The Lost Colony of Roanoke, as an example, was a colonial expedition, under the authority of the British Sovereign, to extend sovereignty under the rule of "Discovery."  It is a form of "Occupation."

Occupation was often preceded by discovery that is the realization of the existence of a particular piece of land. In the early period of European discovery, in the Fifteenth and Sixteenth Centuries, the mere realization or sighting was sufficient to constitute title to territory. As time passed, something more was required and this took the form of symbolic act of taking possession, whether by raising of flags or by formal declarations. By the Eighteenth Century, the effective control came to be required together with discovery to constitute title to territory.[17] ​
The entire body of the League of Nations (The Council) understood that there was no "Colonial" intent in the establishment of Mandate control.  There was a direct intent, plainly understood, that the Allied Powers would be instrumental in the establishment of a Jewish National Home (JNH) and that the Allied Powers would facilitate immigration in favor of that decision; with the JNH to be a carve-out from holdings under Enemy Occupied Territory Administration; --- from which the Allied Powers were successors to all Titles and Rights.

The constant attempt by the belligerent and Hostile Arab Palestinians (HoAP) --- for the last century --- to undermine that intention and convince people otherwise, is merely an attempt to secure territory by force for which the occupied enemy inhabitants were refused to participate in the Article 22 Tutelage or to accomplish those set preparatory to independence in the same fashion as the Jewish Community and the Jordanian Community.



P F Tinmore said:


> Remember, both the Zionists and the British spoke openly about their colonial project.
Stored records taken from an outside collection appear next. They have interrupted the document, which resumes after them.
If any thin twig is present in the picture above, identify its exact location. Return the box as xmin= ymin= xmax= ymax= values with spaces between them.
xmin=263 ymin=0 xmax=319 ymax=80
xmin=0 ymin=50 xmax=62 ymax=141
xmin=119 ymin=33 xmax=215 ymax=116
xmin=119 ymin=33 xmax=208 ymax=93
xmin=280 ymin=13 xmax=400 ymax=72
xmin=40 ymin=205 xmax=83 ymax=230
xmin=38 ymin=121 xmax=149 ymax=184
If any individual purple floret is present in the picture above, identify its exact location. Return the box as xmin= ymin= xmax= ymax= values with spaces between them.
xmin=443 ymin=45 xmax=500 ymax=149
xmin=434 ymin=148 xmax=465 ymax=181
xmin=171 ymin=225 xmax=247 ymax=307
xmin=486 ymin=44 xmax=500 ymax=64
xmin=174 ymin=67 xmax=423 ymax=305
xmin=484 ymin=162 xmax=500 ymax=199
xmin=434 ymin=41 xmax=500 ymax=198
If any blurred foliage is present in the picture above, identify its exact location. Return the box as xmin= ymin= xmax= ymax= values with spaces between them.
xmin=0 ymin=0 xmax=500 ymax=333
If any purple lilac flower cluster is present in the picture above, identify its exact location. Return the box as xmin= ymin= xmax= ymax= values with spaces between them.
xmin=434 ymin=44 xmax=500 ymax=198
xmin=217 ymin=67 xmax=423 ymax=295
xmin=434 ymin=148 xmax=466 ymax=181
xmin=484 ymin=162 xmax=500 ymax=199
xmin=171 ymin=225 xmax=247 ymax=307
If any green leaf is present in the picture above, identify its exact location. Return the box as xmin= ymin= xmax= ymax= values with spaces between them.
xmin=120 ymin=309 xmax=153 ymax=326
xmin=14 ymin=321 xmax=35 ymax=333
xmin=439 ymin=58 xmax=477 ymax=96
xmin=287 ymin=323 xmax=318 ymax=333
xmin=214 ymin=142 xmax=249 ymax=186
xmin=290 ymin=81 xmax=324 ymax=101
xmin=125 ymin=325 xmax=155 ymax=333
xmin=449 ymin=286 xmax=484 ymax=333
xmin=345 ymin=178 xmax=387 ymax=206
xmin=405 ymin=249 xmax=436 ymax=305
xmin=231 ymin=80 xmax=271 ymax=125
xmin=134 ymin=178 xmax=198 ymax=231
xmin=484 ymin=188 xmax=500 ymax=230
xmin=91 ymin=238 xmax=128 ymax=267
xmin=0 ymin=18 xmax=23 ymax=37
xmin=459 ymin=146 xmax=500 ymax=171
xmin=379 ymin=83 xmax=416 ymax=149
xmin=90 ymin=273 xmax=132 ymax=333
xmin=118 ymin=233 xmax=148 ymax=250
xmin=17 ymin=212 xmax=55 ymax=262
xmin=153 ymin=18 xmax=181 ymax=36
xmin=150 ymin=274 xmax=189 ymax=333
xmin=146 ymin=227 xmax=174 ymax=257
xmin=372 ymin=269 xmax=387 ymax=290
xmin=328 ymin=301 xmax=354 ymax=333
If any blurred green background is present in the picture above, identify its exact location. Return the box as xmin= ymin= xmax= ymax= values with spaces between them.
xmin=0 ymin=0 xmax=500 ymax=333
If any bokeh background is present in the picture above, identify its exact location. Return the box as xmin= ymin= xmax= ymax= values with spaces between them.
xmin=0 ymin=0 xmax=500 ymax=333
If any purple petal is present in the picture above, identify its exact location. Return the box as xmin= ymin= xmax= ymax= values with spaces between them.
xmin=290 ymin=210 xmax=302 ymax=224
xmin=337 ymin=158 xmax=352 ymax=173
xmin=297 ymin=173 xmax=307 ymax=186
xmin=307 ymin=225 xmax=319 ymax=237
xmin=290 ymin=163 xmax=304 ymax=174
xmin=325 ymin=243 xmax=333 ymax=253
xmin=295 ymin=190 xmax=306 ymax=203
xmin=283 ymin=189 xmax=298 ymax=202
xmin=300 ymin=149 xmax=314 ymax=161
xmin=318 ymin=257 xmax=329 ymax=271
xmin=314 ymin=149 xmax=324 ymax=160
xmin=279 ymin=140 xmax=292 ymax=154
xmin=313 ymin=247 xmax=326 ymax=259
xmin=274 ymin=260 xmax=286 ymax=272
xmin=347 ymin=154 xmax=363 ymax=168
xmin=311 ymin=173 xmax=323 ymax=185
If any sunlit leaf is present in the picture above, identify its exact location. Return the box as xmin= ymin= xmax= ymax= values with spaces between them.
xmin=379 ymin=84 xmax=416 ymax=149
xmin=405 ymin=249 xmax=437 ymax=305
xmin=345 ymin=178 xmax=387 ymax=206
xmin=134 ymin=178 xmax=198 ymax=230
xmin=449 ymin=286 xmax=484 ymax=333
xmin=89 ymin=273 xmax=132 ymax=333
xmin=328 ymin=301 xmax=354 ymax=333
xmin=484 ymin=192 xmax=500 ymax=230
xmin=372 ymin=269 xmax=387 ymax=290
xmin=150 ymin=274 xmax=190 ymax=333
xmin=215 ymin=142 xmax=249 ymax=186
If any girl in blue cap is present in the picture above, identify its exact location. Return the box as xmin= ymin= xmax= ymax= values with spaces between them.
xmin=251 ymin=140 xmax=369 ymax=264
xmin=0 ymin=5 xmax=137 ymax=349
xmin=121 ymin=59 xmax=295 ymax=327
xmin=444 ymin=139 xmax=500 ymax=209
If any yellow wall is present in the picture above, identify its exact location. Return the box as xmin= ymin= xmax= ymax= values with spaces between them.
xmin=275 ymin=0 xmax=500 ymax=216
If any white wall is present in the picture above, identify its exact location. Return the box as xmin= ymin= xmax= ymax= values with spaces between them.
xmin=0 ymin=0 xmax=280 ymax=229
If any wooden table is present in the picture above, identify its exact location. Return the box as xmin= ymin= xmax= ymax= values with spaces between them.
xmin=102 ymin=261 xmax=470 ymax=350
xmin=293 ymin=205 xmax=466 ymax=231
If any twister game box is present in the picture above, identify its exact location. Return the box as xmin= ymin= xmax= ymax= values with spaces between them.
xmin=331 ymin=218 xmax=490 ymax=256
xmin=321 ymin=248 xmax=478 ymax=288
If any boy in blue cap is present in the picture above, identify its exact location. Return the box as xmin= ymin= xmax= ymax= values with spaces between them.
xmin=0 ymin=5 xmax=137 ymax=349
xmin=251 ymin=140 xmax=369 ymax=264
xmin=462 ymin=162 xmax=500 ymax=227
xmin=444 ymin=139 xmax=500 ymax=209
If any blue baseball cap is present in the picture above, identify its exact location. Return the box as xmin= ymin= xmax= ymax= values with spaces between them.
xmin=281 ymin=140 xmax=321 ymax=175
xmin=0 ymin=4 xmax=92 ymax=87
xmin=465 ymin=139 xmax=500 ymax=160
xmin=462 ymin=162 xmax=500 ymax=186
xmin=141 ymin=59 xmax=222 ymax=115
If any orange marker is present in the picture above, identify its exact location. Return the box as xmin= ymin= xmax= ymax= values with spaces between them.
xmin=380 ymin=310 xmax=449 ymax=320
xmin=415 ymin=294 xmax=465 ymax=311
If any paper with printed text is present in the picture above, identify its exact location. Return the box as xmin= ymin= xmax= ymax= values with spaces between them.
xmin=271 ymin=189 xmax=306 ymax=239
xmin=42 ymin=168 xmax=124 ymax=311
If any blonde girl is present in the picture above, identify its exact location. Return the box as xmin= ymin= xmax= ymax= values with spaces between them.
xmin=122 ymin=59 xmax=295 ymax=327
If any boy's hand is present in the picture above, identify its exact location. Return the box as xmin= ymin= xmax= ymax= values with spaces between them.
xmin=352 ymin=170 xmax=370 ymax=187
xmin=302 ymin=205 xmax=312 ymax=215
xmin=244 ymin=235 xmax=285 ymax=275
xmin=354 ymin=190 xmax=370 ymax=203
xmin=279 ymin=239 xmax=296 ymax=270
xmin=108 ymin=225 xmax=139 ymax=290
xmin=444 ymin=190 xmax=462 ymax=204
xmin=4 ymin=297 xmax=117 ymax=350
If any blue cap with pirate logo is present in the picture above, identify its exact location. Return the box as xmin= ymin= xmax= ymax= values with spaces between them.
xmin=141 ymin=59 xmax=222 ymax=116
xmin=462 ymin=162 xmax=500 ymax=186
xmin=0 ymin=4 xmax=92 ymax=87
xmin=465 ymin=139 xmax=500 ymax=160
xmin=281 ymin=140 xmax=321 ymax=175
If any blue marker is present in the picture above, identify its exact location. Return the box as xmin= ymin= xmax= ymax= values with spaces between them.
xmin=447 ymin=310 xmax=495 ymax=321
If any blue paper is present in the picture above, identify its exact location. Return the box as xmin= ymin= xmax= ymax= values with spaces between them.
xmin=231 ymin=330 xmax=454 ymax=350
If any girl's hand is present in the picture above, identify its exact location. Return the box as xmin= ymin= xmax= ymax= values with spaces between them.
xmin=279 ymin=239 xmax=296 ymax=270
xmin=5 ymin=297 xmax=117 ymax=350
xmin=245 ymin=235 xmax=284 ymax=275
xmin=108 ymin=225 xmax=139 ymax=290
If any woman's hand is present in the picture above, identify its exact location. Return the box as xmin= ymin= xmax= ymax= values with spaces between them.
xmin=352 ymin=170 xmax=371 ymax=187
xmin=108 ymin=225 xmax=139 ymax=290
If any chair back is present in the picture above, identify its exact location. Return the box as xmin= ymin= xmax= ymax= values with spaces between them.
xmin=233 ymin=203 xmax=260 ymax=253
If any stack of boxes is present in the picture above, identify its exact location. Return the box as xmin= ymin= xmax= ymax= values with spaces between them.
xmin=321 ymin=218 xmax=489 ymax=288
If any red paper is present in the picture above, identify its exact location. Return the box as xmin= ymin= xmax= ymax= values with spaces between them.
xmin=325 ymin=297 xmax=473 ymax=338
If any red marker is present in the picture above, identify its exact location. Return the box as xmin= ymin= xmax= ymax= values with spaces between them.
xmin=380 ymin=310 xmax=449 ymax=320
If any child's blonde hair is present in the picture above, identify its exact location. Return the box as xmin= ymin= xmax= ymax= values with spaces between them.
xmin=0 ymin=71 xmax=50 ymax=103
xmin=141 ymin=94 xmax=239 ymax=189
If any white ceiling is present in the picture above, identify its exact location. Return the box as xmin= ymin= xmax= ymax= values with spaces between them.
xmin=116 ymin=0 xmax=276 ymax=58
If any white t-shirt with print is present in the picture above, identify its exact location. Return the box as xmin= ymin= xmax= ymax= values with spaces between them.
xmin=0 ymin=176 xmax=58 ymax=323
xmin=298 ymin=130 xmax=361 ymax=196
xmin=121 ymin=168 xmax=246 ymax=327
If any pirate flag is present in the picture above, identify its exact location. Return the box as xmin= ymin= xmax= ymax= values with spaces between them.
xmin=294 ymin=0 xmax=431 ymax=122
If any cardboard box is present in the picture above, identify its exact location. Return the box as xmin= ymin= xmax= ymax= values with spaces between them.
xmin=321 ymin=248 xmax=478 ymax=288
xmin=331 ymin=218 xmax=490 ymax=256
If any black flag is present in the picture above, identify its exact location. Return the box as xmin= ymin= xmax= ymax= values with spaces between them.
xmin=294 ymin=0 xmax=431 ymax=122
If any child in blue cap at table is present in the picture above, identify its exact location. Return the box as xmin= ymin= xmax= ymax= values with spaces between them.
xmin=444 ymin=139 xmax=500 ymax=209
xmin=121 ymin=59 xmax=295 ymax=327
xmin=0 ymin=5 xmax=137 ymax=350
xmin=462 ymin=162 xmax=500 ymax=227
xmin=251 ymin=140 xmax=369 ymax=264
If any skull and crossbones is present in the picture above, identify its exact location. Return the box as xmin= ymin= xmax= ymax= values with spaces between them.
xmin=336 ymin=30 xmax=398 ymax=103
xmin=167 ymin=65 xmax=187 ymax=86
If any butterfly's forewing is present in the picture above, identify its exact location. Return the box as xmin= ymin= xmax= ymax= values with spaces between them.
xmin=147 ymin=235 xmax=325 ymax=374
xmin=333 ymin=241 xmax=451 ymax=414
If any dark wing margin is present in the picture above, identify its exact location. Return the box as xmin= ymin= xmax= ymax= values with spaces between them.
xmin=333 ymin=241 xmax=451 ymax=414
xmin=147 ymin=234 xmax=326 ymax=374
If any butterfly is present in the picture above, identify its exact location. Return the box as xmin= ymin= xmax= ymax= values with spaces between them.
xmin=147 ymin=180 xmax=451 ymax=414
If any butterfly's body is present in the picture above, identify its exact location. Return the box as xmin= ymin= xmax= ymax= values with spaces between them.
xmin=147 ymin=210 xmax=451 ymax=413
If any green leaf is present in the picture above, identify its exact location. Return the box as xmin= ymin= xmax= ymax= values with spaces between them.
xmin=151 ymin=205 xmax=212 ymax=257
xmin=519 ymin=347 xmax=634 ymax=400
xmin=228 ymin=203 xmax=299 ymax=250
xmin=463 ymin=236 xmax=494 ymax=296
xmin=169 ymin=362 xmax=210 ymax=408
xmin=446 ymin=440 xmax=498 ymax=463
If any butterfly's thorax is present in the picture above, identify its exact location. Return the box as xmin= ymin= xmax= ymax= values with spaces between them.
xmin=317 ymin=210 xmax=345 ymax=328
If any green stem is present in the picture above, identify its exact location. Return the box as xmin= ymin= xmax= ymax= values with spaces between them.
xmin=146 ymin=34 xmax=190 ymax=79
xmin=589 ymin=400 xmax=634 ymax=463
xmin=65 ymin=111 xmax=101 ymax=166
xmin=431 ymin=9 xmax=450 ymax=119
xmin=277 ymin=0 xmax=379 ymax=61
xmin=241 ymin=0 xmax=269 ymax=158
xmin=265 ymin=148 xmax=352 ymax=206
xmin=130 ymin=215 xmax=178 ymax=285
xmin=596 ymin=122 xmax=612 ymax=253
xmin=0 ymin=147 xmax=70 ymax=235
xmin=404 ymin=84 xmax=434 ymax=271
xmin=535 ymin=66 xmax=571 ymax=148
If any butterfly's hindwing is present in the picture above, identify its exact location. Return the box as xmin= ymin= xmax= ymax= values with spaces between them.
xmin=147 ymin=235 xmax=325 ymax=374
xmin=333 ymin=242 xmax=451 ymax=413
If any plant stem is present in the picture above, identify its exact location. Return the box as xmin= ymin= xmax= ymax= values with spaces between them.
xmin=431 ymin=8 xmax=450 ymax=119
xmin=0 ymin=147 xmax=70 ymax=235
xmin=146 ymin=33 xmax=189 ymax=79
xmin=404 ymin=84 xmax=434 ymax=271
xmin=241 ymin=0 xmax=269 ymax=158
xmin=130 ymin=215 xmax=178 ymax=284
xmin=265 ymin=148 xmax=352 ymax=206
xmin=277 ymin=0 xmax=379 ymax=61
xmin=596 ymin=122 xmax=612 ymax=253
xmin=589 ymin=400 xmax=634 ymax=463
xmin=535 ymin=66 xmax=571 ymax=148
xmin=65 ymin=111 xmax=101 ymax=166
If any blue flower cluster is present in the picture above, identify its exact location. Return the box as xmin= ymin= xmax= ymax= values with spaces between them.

It was not until about 1960 when colonialism was getting a bad rap that the narrative was changed to self determination. Of course there is nothing about colonialism having the right to self determination but it is hawked regularly like it was true.


*(COMMENT)*

I don't want to give a lecture on the displacement of Colonialism; but let's just say that when the UN Charter was written, colonialism was on its last leg.  Again, none of this is important to the resolution of the dispute between the failing State of Palestine _(the Arab State in A/RES/181)_ and the thriving State of Israel _(the Jewish State in A/RES/181)_.

There is NO --- repeat "NO" --- territory for which the UN Implementation of the Declaration on the Granting of Independence of Colonial Countries and Peoples (_General Assembly Resolution 1514 (XV) of 14 December 1960_) applies.  For all that has been written on this very issue, the HoAP constantly argue this ridiculous position that a Colonial Power introduced the immigration to expand colonial power.  This was 100% wrong.   While the British maintained a colonial power at that time, the intent had been to establish the JNH.  In these contemporary times, there are no "*Non-Self-Governing Territories" *anywhere in the Middle East, including Palestine.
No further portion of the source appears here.